Las fracturas de tipo nº 2 son aquellas que requieren injerto óseo. Los pacientes se asignarán aleatoriamente en una relación 1:1 de injerto óseo (control) frente a OP-1. Los pacientes del primer grupo que no están curados a los 6 meses después del tratamiento se cruzarán de injerto de hueso a OP-1 y de OP-1 a injerto de hueso.

Plan de estudio

Se seguirán los pacientes durante un mínimo de 1 año después del tratamiento para valorar la curación, con un seguimiento de 24 meses para valorar el estado.

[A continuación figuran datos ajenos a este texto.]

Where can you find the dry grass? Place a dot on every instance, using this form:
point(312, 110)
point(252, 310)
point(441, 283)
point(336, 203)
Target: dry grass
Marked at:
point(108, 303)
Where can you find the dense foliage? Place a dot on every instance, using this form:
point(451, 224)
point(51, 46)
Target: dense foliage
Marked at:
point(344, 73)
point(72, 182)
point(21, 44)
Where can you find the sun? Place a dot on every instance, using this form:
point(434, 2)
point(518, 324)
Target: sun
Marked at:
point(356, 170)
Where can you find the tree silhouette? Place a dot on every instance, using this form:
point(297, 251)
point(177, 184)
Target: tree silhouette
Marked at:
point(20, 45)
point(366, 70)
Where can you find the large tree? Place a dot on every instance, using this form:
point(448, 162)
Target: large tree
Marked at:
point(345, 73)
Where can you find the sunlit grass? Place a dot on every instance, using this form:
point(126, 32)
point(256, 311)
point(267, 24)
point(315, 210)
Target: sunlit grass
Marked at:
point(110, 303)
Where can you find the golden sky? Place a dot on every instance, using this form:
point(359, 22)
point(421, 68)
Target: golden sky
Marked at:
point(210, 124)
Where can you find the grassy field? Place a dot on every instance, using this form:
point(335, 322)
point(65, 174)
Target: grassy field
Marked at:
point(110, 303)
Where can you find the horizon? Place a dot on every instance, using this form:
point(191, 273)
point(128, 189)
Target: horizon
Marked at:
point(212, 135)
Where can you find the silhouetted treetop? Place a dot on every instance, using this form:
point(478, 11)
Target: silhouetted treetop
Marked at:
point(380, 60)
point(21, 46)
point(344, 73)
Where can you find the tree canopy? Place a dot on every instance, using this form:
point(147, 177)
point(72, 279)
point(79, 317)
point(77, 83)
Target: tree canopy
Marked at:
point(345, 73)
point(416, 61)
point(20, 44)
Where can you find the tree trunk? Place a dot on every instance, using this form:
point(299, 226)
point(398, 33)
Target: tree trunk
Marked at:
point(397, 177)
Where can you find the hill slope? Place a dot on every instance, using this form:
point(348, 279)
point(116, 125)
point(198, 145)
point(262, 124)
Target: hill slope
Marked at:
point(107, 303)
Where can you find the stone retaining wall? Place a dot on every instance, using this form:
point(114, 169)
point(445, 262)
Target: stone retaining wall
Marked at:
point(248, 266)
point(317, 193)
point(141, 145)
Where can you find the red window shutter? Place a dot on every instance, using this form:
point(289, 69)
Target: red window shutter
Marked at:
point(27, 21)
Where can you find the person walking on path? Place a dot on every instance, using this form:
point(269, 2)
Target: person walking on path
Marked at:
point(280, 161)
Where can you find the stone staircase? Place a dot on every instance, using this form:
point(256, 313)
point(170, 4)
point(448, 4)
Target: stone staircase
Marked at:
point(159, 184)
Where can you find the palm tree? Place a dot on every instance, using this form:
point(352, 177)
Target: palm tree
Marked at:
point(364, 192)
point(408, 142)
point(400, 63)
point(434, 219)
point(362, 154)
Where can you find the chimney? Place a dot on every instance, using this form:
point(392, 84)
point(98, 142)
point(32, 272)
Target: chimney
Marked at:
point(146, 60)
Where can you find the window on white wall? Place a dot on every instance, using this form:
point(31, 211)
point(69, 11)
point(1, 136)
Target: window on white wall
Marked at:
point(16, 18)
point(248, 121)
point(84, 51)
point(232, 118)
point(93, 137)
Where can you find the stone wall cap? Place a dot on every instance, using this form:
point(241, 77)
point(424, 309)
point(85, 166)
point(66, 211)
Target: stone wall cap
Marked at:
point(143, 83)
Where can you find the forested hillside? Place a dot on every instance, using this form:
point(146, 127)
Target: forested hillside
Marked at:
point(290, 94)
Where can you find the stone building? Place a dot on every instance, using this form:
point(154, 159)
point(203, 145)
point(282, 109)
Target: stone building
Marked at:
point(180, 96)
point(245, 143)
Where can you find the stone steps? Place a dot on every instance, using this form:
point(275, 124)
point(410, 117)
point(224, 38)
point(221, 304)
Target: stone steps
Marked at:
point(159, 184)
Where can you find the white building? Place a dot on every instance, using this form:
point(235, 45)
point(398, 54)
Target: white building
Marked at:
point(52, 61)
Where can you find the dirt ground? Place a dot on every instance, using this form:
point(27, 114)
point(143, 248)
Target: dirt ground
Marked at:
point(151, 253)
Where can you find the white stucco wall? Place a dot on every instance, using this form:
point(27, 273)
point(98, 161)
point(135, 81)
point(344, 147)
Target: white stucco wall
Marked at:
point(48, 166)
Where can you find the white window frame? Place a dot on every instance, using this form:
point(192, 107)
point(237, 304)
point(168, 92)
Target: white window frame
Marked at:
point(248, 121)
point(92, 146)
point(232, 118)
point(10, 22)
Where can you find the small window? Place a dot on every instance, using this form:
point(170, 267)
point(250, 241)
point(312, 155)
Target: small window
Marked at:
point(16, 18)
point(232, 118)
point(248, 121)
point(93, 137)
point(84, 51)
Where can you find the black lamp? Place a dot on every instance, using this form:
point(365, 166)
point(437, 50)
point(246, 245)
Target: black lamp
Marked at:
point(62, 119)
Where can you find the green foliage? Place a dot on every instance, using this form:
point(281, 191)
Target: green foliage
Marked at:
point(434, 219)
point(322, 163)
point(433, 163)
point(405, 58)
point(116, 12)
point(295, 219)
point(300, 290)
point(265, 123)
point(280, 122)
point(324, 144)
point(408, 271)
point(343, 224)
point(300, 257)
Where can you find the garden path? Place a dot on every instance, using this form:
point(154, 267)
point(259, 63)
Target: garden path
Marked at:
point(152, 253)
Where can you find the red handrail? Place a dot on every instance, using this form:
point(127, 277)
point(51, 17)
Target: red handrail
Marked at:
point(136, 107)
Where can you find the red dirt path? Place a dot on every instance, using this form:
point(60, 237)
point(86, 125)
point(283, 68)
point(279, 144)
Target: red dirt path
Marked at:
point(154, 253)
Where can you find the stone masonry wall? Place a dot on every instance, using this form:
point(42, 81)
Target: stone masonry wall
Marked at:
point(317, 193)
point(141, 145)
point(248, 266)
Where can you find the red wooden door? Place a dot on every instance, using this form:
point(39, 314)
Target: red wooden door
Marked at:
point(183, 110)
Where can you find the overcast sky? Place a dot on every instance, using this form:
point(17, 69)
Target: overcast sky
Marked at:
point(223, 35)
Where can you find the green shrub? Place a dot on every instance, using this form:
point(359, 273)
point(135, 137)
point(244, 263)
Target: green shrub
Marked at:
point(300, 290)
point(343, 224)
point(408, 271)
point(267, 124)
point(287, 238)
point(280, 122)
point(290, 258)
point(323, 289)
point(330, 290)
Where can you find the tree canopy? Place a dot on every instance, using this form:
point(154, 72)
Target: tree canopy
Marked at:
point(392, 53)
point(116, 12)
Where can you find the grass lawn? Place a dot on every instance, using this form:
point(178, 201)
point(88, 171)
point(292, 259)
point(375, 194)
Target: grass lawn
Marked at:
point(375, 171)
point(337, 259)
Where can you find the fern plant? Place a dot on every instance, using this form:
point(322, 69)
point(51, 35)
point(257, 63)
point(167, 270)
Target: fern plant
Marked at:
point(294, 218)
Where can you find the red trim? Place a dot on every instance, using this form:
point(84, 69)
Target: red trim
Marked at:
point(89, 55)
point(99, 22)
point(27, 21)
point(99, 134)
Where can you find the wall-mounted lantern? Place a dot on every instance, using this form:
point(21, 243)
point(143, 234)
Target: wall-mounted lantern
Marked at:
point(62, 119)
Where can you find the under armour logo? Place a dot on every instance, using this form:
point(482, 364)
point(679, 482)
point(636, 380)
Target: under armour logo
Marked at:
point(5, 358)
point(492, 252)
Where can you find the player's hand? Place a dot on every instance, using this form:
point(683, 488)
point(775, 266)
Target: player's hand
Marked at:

Las valoraciones de seguimiento se realizarán a las 2 semanas, 4 semanas y cada 4 semanas hasta los 6 meses, y a los 8, 10 y 12 meses después del tratamiento. Todos los pacientes tendrán una valoración de seguimiento adicional a los 24 meses para determinar el estado de salud general y del sitio de fractura. Se realizarán las siguientes valoraciones: cambios en el examen físico; radiografías; valoraciones de dolor clínico; valoraciones clínicas de soporte del peso; valoraciones clínicas de funcionamiento; valoración de la calidad de vida (antes del alta, 6 y 12 meses); y documentación de cualquier intervención para potenciar/promover la curación (quirúrgica y no quirúrgica) y fallos/reemplazos de material.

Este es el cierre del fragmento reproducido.